Under Kim Chong-in (January–August 2016)

Kim Chong-in viewed the pro–Roh Moo-hyun faction and what he considered the extremist wing of the party as responsible for the party's troubles, and pledged to diminish their influence.[30] In the lead-up to the 2016 parliamentary election he moved against key members of the pro-Roh faction in the nominations process, deselecting Lee Hae-chan, who had been Prime Minister under Roh and was now chairman of the Roh Moo-hyun Foundation.[31] Lee left the party in response.[30] Kim's moves proved controversial, and many of his nominations for the party's proportional representation list were rejected by the rest of the party leadership, while favored candidates of Moon were ranked near the top of the approved list. Kim offered to resign in March, but decided to stay on as leader after a personal visit from Moon.[32] Kim affirmed that he would continue to attempt to change the party's image, stating that the events had shown the party was "still unable to move on from its old ways".[26]

Though losing votes to the People's Party formed by Ahn, Chun and Kim Han-gil—particularly in Honam[16]—the party emerged as the overall winner of the election, garnering a plurality of seats (120 seats) in the National Assembly with a margin of one seat over the Saenuri Party.
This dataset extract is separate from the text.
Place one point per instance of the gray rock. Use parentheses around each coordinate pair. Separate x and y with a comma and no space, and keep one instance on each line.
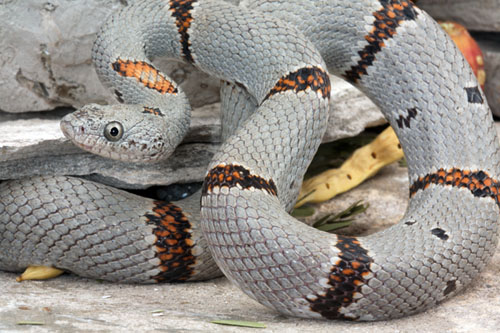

Lee Hae-chan returned to the Assembly as an independent representing Sejong City. Following its election victory, Kim Chong-in announced that the Minjoo Party would change its emphasis from welfare to economic growth and structural reform. Kim stated that the party would also change its position to support the establishment of for-profit hospitals, in contrast to the party's earlier opposition to the policy.[33]

2017 presidential election victory

After the constitutional court impeached president Park Geun-hye over bribery, the Democratic Party's Moon Jae-in won the presidential election with a 41.1% plurality of the votes, with Hong Joon-pyo of Liberty Korea coming second with 24%.